Foreigners who marry Danes would face two unequal sets of rules under the plan. Photo: Colourbox
A proposal from the government would essentially split Danes’ foreign spouses and other family members into two groups: those who are “suitable for integration” and those who are only “potentially suitable for integration”. The former will have an easier path into Denmark while the latter will have more difficulty.
“From now on, foreigners with poor preconditions for being integrated will be met with significantly tougher requirements for family reunification. At the same time, there will be fewer requirements for those foreigners who can immediately contribute to society,” a press release from the Ministry for Immigration, Integration and Housing stated.
Who falls in to which group will be determined on the basis of four criteria: work experience, education level, language skills and “integration-related conditions”. Those who meet three of the four requirements will be considered “suitable for integration” and face easier rules while those who do not will see new restrictions.
See also: Denmark preparing harder residency rules
In order for the “potentially suitable for integration” category to be granted family reunification in Denmark, they will have to document that they can speak one of the Scandinavian languages, English or German. They will also face a tougher definition of their connection to Denmark, needing to show that their relationship to Denmark is “significantly greater” than their connection to another country, whereas today the requirement calls for just a “greater” connection.
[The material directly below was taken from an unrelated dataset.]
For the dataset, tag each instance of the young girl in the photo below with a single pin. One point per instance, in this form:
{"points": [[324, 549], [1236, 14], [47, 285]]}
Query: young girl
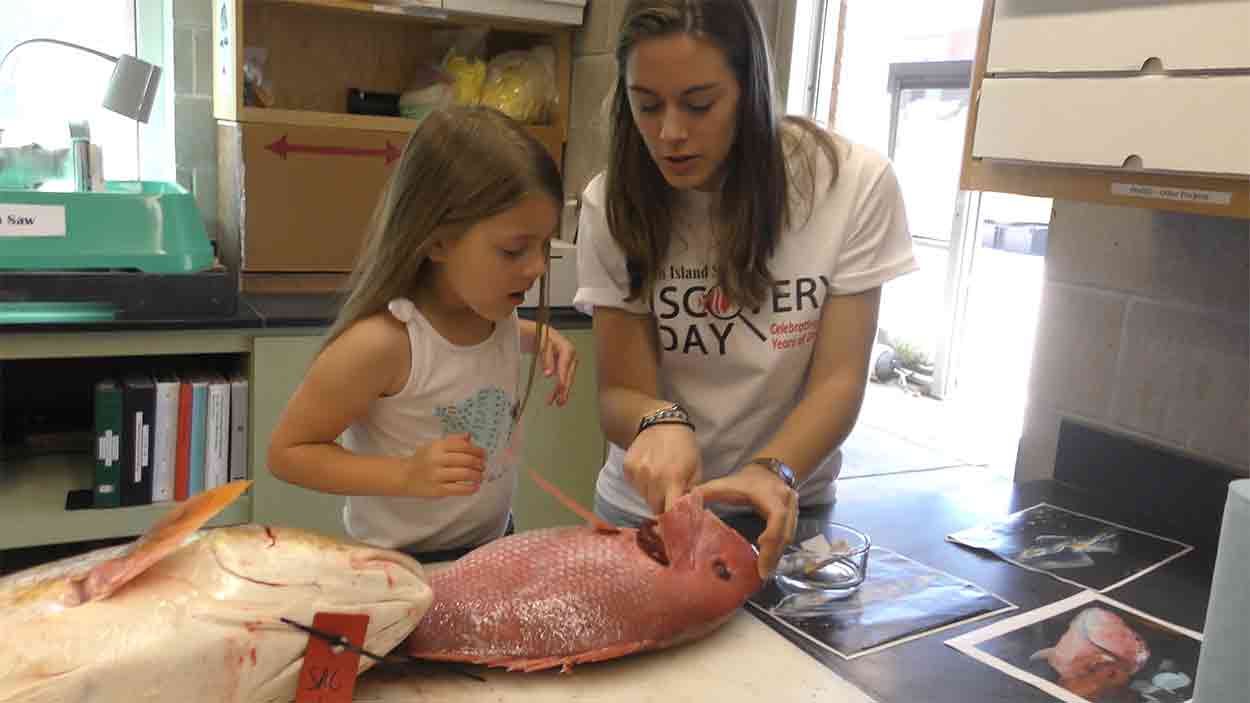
{"points": [[419, 378]]}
People in this category will also have to have demonstrated active citizenship through volunteer work or by passing a test and their residency requirement will be upped to ten years in Denmark instead of the current seven.
Those who are deemed “suitable for integration” from the start will not have to document their language skills or be subjected to the active citizenship or connection requirements.
Both groups will be ineligible for family reunification if they live in an official ghetto area and employment requirements will also be sharpened for both categories.
Integration Minister Inger Støjberg, who last year caused a stir with her suggestion to make immigration rules that would distinguish “between a Christian American or Swede and a Muslim Somali or Pakistani”, said the new proposal would improve integration.
“Those who are willing and able to contribute to society should be welcome. At the same time, we will increase our demands on those who don’t have the preconditions to become integrated. That is only right and fair, because people who voluntarily come to Denmark should naturally contribute to society,” she said.
Political negotiations of the new requirements were scheduled to begin on Friday. Parliament’s two largest parties, the anti-immigration Danish People’s Party and the Social Democrats, have expressed support for the plan meaning that it is likely to be passed into law.